What Is the Gig Economy?
The term “gig economy” no longer applies to musicians, but to those who earn a living through contract work via electric platform, most commonly through mobile apps. The gig economy is not limited to one industry, but to all of them, blossoming from major companies like Uber and Airbnb.
When the gig economy first came about, it was getting high praise from the American worker, and became more popular around 2013. Throughout the years leading up to the present gig economy, there has been much criticism from select freelance workers and labor unions — primarily on the ability of a company to control working conditions without providing its workers benefits such as paid leave, minimum wage, and overtime.
As a Freelancer
Much of the time of a freelancer is divided amongst a portfolio of clients. Fast Company Magazine says that many freelancers are widening their client-base by utilizing industry standard business tools and specializing in a specific area rather than acting as an all encompassing “solutions provider.” Clients will feel more confident working with an expert on a single subject matter.

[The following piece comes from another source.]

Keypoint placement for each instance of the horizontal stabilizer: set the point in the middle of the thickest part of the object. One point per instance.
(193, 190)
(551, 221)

This is what small business freelancers have over big business contracts. Handling contracts on a more personal scale can often create better results. And as freelancers typically require little to no management, this allows for their clients to utilize their administrative time on their business. Even large corporations are seeing the benefits of contracting work to freelancers when there are creative ideas involved. However, the trouble that arises for bigger businesses when hiring someone out of office is the unwanted disruption of management and the flow of in house employees. This can also create tension with major partners if a business hires out elsewhere.
As a Business
Employers are having to face a loss of control over the labor market as many potential employees move forward with the new gig economy. Now that freelancing is growing, more people are looking for more than just a paycheck, but a quality of life. A sense of freedom, accomplishment, and ownership over the kind work they do—something many big business employers cannot offer. This is why many big corporate businesses are having a difficult time competing with the gig economy because they are losing high-quality employees to it.
When it comes to smaller, less regulated businesses, freelance can be a godsend. Freelancers will often find most of their income through start-up companies that have a loosely dynamic agenda. Like many new businesses, there’s the process of getting a small business loan, which is only the start of a long line of debt to come. The specialized tasks that freelancers offer give small businesses a way to work personally with someone while not having to hire them on payroll. This is where both parties gain, because it grows the freelance economy for more businesses and brings much wanted autonomy among the freelancers.
This is only the beginning of the new gig economy and the global rise of workplace standards. The New Yorker says, “the American workplace is both a seat of national identity and a site of chronic upheaval and shame. The industry that drove America’s rise in the nineteenth century was often inhumane. The twentieth-century corrective—a corporate workplace of rules, hierarchies, collective bargaining, triplicate forms—brought its own unfairnesses.” Harmonizing both the freelance economy with business will revolutionize the labor market forever and redefine the nine-to-five lifestyle.